Angle is the cutting angle and width is the distance between the rabbet and the bearding lines.
Rabbet Line_____Angle___Width___Bearding Line
Sta_____WL_______deg.____in.____Sta______WL

0.375___30______33.75___0.90____1.26____30.18
1.375___24______31.12___0.97____2.32____24.19
2.75____18______29.61___1.01____3.73____18.25
4.5_____12______28.83___1.04____5.47____12.36
7.25____6_______29.60___1.01____8.13____6.50
11.5____0_______27.51___1.08____12.26___0.77
18______-4.375__29.77___1.01____18.43___-3.47
24______-6.375__33.73___0.90____24.25___-5.51
30______-7.875__37.16___0.83____30.16___-7.06
36______-8.75___42.81___0.74____36.08___-8.02
48______-9.375__49.72___0.66____48.03___-8.72
As I told Blue, please check these numbers against traditional methods before cutting the rabbet.

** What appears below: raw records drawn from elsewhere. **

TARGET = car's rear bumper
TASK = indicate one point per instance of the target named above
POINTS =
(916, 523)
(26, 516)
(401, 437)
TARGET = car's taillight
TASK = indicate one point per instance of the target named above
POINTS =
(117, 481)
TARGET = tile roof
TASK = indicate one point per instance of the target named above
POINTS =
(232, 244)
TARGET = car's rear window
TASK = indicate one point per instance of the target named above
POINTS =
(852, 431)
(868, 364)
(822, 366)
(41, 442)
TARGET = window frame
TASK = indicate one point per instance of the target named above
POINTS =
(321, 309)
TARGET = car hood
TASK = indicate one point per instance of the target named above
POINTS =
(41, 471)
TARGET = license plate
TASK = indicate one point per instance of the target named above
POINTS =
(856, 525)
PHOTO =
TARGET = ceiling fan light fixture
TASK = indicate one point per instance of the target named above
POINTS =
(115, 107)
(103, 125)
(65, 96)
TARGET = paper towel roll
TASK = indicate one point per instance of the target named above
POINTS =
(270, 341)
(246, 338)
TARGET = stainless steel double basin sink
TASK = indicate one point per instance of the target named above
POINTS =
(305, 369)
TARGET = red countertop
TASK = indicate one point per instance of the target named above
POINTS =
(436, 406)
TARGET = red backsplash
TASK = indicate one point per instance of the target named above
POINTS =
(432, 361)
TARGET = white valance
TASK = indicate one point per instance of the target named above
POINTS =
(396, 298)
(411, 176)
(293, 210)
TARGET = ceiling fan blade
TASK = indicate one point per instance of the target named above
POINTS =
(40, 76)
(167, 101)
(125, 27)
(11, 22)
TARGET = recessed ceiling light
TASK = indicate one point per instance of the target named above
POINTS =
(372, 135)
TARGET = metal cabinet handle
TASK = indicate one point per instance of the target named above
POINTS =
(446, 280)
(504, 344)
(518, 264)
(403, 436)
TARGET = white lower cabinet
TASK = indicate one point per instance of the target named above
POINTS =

There is a little kink in the angle at the chine intersection, due to topside and bottom planks coming in at slightly different angles. Just blend it. Hope all this helps.

[This message has been edited by johnwill (edited 05-23-2001).]
Posted by TomRobb (Member # 1216) on 05-23-2001, 10:29 AM:

John,
I'm reasonably sure that my prejudices are obvious, but even given that, how is one to interpret that table? Am I to understand that you have a protractor ruled in hundredths of a degree and a ruler in hundredths of inches? And even if you do do you think that you could work to such tolerances with hand tools? And we won't belabor the fudge factor at the chine.... And all this without a 5-axis cnc milling machine? I, at best a wood butcher, am truely humbled before your skills http://media5.hypernet.com/~dick/ubb/frown.gif
Posted by Blue (Member # 3292) on 05-23-2001, 11:10 AM:

Thank you all for the input. As you have just seen Johnwill was kind enought to send me the results after running my numbersw throught his program. What he has shown here looks much more confusing than the true Table. I layed these numbers out on the tale and in compairing them to the points that I had previously found, I was amaised. His were right on. I faired them a bit and dug in. I have finished both sides and set the stem up with the frames. I will know alot more when i plank it but in just laying planks over to check the rabbet, it looks great.
I will let you all know how it turns out hopefully Ill know in the next few weeks. Johnwill thank you for the help, and to all the sceptics don't knock it till you try it.
Thanks for the help!
Blue
Posted by johnwill (Member # 3327) on 05-24-2001, 07:10 AM:

Tom, Excel will calculate and print out any number of decimal points you want. But it will not print out fractions. So I thought a tenth of an inch was too crude for Blue to layout the lines for his rabbet and used hundredths. You are right about the angles though, hundredths of a degree is a little overkill, forgive me. I certainly don't have the skills to carve a rabbet or even a turkey to a hundredth of a degree, never claimed to. I am pleased that Blue was able to use the data and wish him well on the rest of the boat.